Guides for SE student projects »

This is a WIP community resource, containing contribution from community members.

Adding AI Features to a Java App Using a Local LLM

Goal: Learn how to integrate a locally-running LLM into a Java project using llama.cpp as an inference backend, understand the agentic workflow architecture, and implement AI-powered natural language input for your app.

Local vs. hosted AI: Unlike the hosted AI approach which calls an external API, this tutorial runs the model entirely on the user's machine. There is no API key to manage and the app works fully offline — at the cost of requiring llama-server to be installed on the target machine.

Prerequisites

  • Gradle-based Java Project: A Java project set up with Gradle as the build tool. In this tutorial we assume you have a simple command-line Java application, but the concepts can be applied to any Java app.
  • Java 17+ — verify with java -version.
  • llama.cpp installed on your system — the llama-server binary must be on your PATH or in a standard Homebrew location:
  1. Download the latest release zip from the llama.cpp releases page. Look for a filename like llama-b<version>-bin-win-avx2-x64.zip.
  2. Extract the zip to a permanent folder, e.g. C:\llama.cpp.
  3. Add that folder to your PATH:
    • Click the search bar at the bottom of the screen and type "Control Panel", then open it.
    • Click System and Security, then System.
    • Click Advanced System Settings (under "Related links").
    • Click Environment Variables… at the bottom of the dialog.
    • Under User variables, select Path and click Edit….
    • Click New and enter the folder path, e.g. C:\llama.cpp.
    • Click OK on all three dialogs to save.
  4. Open a new Command Prompt or terminal window (existing ones won't see the updated PATH).

Verify the installation:

llama-server --version

You should see a version string.
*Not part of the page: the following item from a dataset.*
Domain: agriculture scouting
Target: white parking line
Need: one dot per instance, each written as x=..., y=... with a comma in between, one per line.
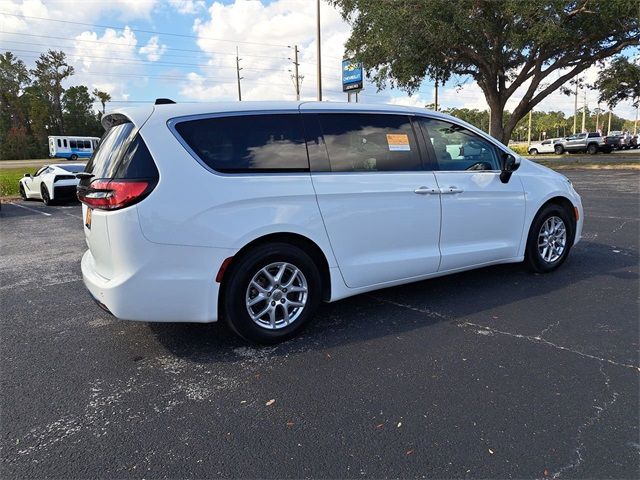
x=31, y=209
If this command is not found, check that the binary is on your PATH.


brew install llama.cpp

sudo apt update && sudo apt install llama-cpp

  • A GGUF model file — download a small, quantised model and place it in src/main/resources/models/. A good starting point is Qwen3.5-0.8B-Q4_K_M.gguf, which is fast on CPU:
    pip install huggingface_hub
    huggingface-cli download Qwen/Qwen3.5-0.8B --local-dir ./src/main/resources/models
    

No Ollama, no API key. llama-server is a standalone binary and Java's java.net.http.HttpClient (available since Java 11) handles the HTTP calls. The model file can be bundled into your fat JAR as a classpath resource so end-users do not need to download it separately.

Workflow

The intended high-level workflow for the application is follows:

The key idea is that the LLM is only invoked as a fallback when the traditional parser cannot understand the user command. This keeps exact commands fast and predictable, while natural language input is handled by the LLM.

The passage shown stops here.